Hauptmann Sheelon war festgenommen worden, unmittelbar nachdem er mit Balinor gesprochen hatte, um zu verhindern, daß er die Anweisungen des Prinzen ausführte. Mit Balinor, den Elfen-Brüdern und den engen Freunden des Prinzen, Acton und Messaline, im Gefängnis, schien gesichert zu sein, daß es in der Stadt keine Probleme mehr geben würde. Man hatte bereits ausgestreut, daß Balinor zu einem kurzen Besuch eingetroffen und schon wieder fortgegangen sei, um sich erneut mit Allanon zu treffen, mit jenem Mann, der, wie Stenmin bezeugt hatte, ein Gegner und eine Bedrohung des Landes Callahorn war. Sollten andere Freunde Balinors auftauchen und Zweifel an den Behauptungen äußern, würden sie wohl zuerst in den Palast gehen, um mit Palance zu sprechen, und es würde ein leichtes sein, auch sie unbemerkt verschwinden zu lassen. Zweifellos wäre das bei fast allen möglich gewesen, nur eben nicht bei Höndel. Der schweigsame Zwerg kannte Stenmins tückische Art gut genug und argwöhnte, daß es dem hageren Mystiker gelungen war, den verstörten Palance völlig in die Hand zu bekommen. Höndel dachte nicht daran, sich offen zu zeigen, bevor er herausgefunden hatte, was mit seinen vermißten Begleitern geschehen war.

Was ihn nach Tyrsis geführt hatte, war eine sonderbare Entwicklung.
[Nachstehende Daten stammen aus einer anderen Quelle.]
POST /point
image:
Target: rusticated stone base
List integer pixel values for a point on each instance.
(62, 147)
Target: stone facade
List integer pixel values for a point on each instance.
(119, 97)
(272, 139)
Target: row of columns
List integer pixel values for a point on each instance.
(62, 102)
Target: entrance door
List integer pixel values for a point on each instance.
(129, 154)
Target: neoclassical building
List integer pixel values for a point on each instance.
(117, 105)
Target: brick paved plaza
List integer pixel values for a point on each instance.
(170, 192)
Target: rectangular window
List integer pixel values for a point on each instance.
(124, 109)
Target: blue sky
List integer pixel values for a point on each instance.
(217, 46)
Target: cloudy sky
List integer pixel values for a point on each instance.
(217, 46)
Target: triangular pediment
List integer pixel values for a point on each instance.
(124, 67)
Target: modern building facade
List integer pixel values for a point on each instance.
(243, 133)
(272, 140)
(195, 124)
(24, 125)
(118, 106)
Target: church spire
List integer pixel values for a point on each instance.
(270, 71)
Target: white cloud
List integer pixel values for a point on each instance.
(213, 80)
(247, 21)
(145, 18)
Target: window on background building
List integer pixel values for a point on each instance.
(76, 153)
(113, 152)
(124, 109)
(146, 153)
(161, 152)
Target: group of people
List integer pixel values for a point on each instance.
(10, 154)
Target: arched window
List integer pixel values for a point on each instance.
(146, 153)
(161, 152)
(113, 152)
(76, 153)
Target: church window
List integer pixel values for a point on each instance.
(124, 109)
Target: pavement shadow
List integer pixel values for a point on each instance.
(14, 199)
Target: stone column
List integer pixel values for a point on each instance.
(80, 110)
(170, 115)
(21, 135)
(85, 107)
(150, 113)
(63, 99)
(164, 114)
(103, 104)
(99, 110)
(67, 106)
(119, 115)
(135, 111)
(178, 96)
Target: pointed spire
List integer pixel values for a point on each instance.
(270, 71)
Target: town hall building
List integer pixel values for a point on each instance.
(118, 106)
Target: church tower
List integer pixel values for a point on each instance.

Nachdem er sich im Wald nördlich der Festung von Balinor und den Elfen verabschiedet hatte, war er entschlossen gewesen, sofort nach Varfleet zu gehen und von dort aus den Rückweg nach Culhaven anzutreten. In seinem eigenen Land angelangt, wollte er bei der Mobilisierung der Zwergenarmeen helfen, um die südlichen Gebiete des Anar gegen die Invasion des Dämonen-Lords zu verteidigen. Er war die ganze Nacht durch die Wälder nördlich von Varfleet gewandert und hatte am Morgen die Stadt erreicht, um auf der Stelle alte Freunde aufzusuchen und sich nach einem kurzen Gespräch schlafen zu legen. Bis er wach wurde, war es Nachmittag, und nachdem er sich gewaschen und gegessen hatte, wollte er den Weg nach Hause antreten. Er war noch nicht an den Stadttoren, als ein erschöpfter Trupp von Zwergen durch die Straßen wankte und verlangte, sofort vor den Rat geführt zu werden. Höndel begleitete sie und fragte einen der Zwerge aus. Zu seinem Schrecken erfuhr er, daß eine mächtige Armee von Trollen und Gnomen vom Gebirge her direkt auf Varfleet zumarschierte und in den nächsten Tagen zuschlagen werde. Die Zwerge gehörten zu einer Patrouille, der es gelungen war, die Armee zu entdecken, und die versucht hatte, die Südländer zu warnen. Bedauerlicherweise waren sie entdeckt worden, und bei einem Gefecht hatten die meisten von ihnen den Tod gefunden.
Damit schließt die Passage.